22. Complete Agreement; Governing Language. This License and, to the extent
applicable, the SUS Agreement, the Software Cloud Addendum and the Data Import Addendum
constitute the entire agreement between the parties with respect to the use of the Codeware
Software licensed hereunder and supersedes all prior or contemporaneous understandings
regarding such subject matter. No amendment to or modification of this License, the SUS
Agreement, the Software Cloud Addendum or the Data Import Addendum will be binding unless
in writing and signed by a Codeware officer. Any translation of this License, the SUS Agreement,
the Software Cloud Addendum or the Data Import Addendum is done for local requirements and
in the event of a dispute between the English and any non-English versions, the English version of
this License shall govern.

23. Notices.
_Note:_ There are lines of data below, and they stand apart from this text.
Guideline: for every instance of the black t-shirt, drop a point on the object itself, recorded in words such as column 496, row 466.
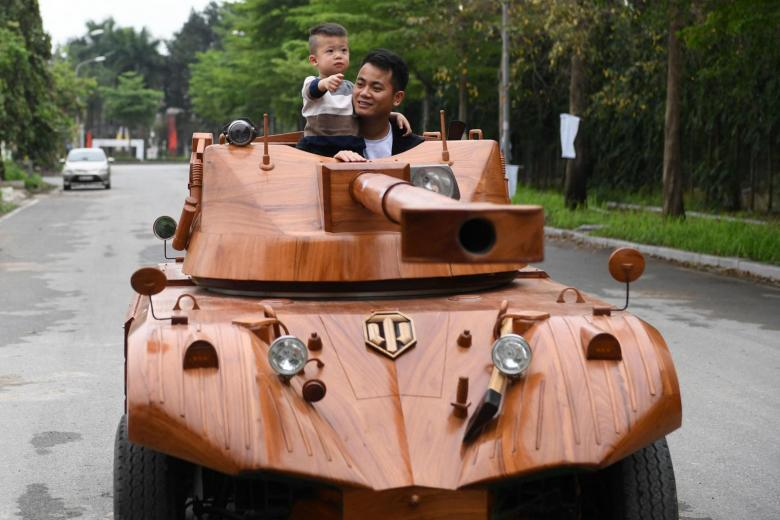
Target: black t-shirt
column 330, row 146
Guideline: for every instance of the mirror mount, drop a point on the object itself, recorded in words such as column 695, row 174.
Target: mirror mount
column 164, row 228
column 626, row 265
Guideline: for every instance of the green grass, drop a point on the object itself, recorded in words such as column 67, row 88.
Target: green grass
column 758, row 242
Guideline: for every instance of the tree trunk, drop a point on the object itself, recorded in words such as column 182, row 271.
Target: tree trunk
column 463, row 97
column 672, row 172
column 426, row 110
column 575, row 181
column 771, row 174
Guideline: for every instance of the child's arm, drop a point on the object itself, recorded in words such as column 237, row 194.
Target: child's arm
column 403, row 123
column 331, row 83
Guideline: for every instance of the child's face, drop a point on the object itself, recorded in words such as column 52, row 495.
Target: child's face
column 331, row 56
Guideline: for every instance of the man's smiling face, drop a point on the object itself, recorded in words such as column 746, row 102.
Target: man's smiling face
column 373, row 95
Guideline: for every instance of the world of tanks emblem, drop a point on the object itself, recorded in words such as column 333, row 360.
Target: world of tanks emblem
column 389, row 332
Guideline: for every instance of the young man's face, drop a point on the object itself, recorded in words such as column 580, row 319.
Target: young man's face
column 331, row 56
column 373, row 95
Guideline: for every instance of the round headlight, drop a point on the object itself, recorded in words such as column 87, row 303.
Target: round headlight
column 511, row 354
column 240, row 132
column 287, row 355
column 436, row 178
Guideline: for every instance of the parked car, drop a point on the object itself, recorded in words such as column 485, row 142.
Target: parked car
column 87, row 166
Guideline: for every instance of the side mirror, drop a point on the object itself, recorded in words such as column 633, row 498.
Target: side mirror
column 164, row 227
column 148, row 281
column 626, row 264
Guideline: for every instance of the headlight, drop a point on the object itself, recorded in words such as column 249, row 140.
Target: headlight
column 287, row 355
column 511, row 354
column 437, row 178
column 240, row 132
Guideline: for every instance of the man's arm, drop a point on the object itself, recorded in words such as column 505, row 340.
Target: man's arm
column 349, row 156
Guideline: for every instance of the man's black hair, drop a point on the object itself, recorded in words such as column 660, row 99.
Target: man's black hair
column 388, row 60
column 324, row 29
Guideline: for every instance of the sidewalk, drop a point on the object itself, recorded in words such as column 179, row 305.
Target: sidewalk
column 739, row 266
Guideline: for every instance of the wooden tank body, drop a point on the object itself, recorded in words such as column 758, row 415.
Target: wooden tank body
column 388, row 423
column 289, row 246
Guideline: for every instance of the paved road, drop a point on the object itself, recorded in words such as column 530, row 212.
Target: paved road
column 64, row 269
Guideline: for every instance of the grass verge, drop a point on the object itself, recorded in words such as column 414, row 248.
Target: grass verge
column 758, row 242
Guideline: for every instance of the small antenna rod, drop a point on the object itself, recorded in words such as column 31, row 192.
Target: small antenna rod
column 266, row 164
column 445, row 154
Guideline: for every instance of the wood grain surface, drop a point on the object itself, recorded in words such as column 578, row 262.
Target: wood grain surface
column 274, row 225
column 384, row 423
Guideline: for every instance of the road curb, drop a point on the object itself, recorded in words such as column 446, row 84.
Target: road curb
column 24, row 204
column 721, row 263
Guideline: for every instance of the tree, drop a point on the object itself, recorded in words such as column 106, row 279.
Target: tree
column 26, row 109
column 198, row 34
column 130, row 103
column 672, row 173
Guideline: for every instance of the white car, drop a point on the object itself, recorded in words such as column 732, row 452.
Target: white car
column 87, row 166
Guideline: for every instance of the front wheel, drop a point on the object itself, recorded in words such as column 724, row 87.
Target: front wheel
column 639, row 487
column 147, row 485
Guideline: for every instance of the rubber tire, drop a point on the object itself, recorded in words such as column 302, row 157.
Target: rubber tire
column 642, row 486
column 146, row 483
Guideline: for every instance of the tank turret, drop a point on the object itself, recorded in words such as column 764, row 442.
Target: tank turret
column 266, row 218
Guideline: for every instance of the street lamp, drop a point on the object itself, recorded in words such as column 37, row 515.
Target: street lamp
column 96, row 59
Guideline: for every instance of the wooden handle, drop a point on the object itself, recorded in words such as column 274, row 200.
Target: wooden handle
column 182, row 236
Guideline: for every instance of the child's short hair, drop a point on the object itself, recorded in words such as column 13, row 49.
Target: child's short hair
column 325, row 29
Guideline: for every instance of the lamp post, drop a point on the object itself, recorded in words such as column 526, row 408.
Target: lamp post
column 504, row 87
column 96, row 59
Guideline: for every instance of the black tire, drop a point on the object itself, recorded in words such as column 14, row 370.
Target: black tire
column 147, row 485
column 639, row 487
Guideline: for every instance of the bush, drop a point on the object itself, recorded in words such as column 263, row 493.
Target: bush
column 14, row 172
column 33, row 182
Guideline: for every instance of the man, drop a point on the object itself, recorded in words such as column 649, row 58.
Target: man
column 379, row 88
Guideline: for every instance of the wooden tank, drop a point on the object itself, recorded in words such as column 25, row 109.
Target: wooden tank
column 398, row 294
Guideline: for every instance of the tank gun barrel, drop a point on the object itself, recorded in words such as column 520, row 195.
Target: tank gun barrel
column 436, row 228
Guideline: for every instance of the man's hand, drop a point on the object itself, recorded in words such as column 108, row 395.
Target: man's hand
column 331, row 83
column 402, row 122
column 349, row 156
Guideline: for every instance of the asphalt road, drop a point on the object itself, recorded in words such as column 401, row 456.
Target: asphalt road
column 65, row 264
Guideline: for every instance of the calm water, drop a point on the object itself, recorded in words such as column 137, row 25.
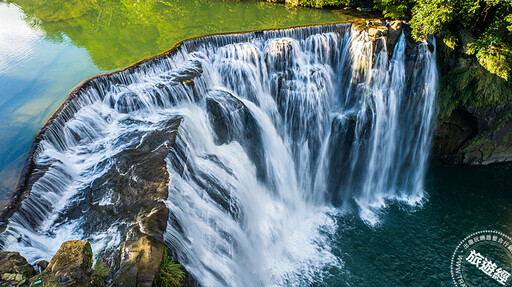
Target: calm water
column 49, row 46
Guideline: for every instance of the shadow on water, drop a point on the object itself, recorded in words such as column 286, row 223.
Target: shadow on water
column 417, row 246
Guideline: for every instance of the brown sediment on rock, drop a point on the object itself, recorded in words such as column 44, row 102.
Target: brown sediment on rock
column 377, row 28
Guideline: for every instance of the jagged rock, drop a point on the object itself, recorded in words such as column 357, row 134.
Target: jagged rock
column 140, row 262
column 70, row 266
column 41, row 265
column 377, row 28
column 476, row 136
column 14, row 269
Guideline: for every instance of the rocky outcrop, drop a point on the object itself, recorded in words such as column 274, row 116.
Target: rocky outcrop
column 14, row 269
column 474, row 136
column 378, row 28
column 141, row 197
column 71, row 266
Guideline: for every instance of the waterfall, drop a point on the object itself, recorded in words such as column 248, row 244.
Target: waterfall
column 276, row 134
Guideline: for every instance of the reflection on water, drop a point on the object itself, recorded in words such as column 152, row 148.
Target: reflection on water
column 48, row 46
column 120, row 32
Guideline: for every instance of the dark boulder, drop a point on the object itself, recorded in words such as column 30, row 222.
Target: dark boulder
column 14, row 269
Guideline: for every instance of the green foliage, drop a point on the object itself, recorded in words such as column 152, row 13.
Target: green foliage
column 493, row 48
column 430, row 16
column 396, row 9
column 318, row 3
column 473, row 86
column 170, row 274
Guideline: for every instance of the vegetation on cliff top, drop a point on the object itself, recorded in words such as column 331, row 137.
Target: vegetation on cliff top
column 474, row 40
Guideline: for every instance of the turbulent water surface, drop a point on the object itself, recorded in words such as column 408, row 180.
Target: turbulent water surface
column 283, row 136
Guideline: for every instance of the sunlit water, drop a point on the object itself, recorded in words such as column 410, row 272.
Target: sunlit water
column 376, row 229
column 47, row 47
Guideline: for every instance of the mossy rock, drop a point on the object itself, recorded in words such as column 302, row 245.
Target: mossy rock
column 71, row 266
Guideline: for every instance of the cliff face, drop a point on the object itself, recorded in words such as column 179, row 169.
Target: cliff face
column 475, row 117
column 474, row 136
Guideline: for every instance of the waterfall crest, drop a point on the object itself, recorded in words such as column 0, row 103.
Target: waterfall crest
column 276, row 133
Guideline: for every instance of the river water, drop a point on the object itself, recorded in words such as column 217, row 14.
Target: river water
column 280, row 221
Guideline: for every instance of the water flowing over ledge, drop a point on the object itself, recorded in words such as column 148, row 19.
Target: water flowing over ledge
column 266, row 135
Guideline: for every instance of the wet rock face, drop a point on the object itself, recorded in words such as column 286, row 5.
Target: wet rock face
column 14, row 269
column 71, row 266
column 476, row 136
column 377, row 28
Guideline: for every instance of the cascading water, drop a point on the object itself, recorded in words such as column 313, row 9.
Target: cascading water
column 276, row 133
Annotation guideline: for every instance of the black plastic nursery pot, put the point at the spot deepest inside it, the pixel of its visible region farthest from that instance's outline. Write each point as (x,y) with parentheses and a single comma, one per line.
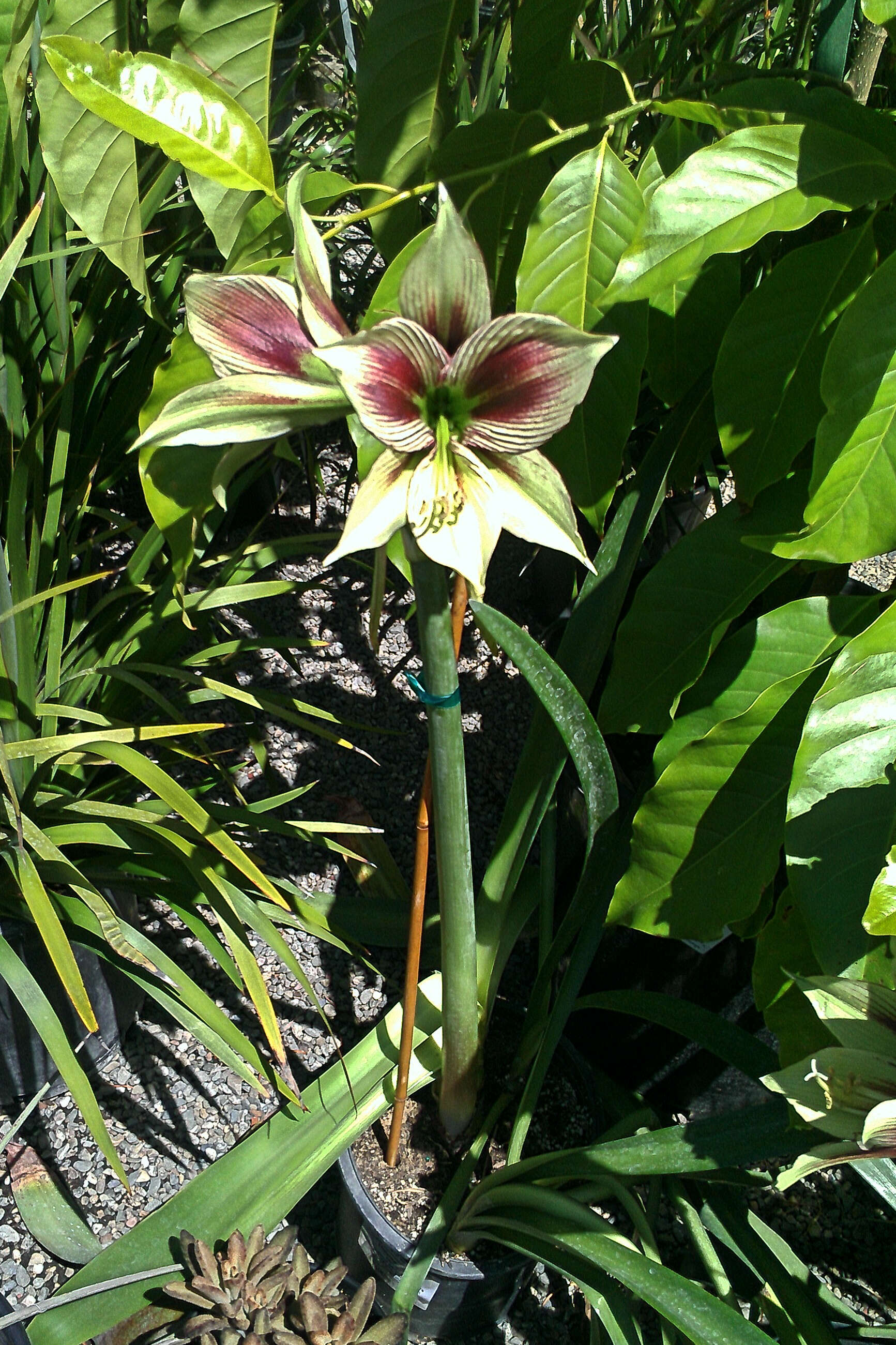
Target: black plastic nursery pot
(458,1297)
(25,1062)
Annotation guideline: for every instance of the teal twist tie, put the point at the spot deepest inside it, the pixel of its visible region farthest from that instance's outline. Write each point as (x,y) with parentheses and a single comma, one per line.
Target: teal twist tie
(442,703)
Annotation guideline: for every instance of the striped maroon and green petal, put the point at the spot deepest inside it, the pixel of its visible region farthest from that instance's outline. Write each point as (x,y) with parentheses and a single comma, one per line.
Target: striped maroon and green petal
(244,408)
(524,375)
(387,373)
(446,285)
(247,325)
All notices required under this License shall be given in writing and shall
be delivered either by hand, by air courier, fees pre-paid by sender, electronically or by facsimile
(with confirmation copy sent by certified mail) addressed to the receiving party at (i) Codeware’s
primary business address at 6530 Sawyer Loop Rd, Sarasota, Florida 34238, United States, or (ii)
the Client’s primary address appearing within the Purchase Agreement, or at such other address as
may be designated from time to time. Any such notice shall be deemed delivered upon the earlier
of actual receipt or three (3) days after deposit of such notice. Notice also may be sent to Codeware
by electronic mail to sus@codeware.com.

24. Publicity and Trademarks. Unless specifically prohibited in writing by the


Client, Codeware may reasonably use the Client’s name and logo and may reference the Client in
media, marketing materials and publications, including without limitation using the Client’s name
and/or logo in a list of clients. Codeware shall not acquire any right, title, or interest in or to the
use of any name, trademarks, service mark or symbol now or hereafter owned or used by Client or
any of its affiliates, or any variation of any of them. All use of such names, marks, and symbols
by Codeware shall inure to the benefit of Client, and Codeware agrees that it will not apply
anywhere or at any time for registration as owner of any such names, marks, or symbols.